Which brings us to another statement by Mr. Obama last week: “One thing we can all agree on is that a group like [the Islamic State] has no place in the 21st century.” In fact, we don’t all even agree that this is the 21st century. According to the Islamic calendar, 1435 is the date you should be writing on your checks. If you’re a jihadist, the 21st century is no improvement over the 7th century, the era when Islamic armies began to create one of history’s greatest empires.
The president concluded by predicting that the Islamic State would “ultimately fail because the future is won by those who build and not destroy, and the world is shaped by people like Jim Foley.”
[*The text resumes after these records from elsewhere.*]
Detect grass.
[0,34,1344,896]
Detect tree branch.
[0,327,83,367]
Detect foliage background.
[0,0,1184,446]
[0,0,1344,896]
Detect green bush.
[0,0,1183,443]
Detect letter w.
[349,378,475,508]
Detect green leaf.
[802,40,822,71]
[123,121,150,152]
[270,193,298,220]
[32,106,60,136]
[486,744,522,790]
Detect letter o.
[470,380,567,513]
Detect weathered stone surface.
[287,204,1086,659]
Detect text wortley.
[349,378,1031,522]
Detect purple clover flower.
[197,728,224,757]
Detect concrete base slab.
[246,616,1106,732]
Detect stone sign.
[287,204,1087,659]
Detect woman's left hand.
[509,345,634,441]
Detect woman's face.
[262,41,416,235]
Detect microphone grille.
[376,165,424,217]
Once upon a time, Western leaders knew better. Winston Churchill and Franklin Roosevelt understood that the course of history is not predetermined and that enormous sacrifices would be required to defeat the forces fighting for German domination. Their job was to explain why those sacrifices were necessary.
Let me end with a word of praise for Mr. Obama: In recent days, he has deployed air power and special forces to prevent al-Baghdadi’s forces from butchering as many Yazidis, Christians, Kurds and disobedient Muslims as they intended, and expanding their territories as much as they planned. That’s by no means all that needs to be done — but it could represent a good, if belated, start.
Mr. Boyle disagrees. He writes that what began as a response to a humanitarian crisis has “morphed into an effort to roll back, or even defeat” the Islamic State. How could any postmodern, multicultural professor on an American campus possibly support that?
Clifford D. May is president of the Foundation for Defense of Democracies.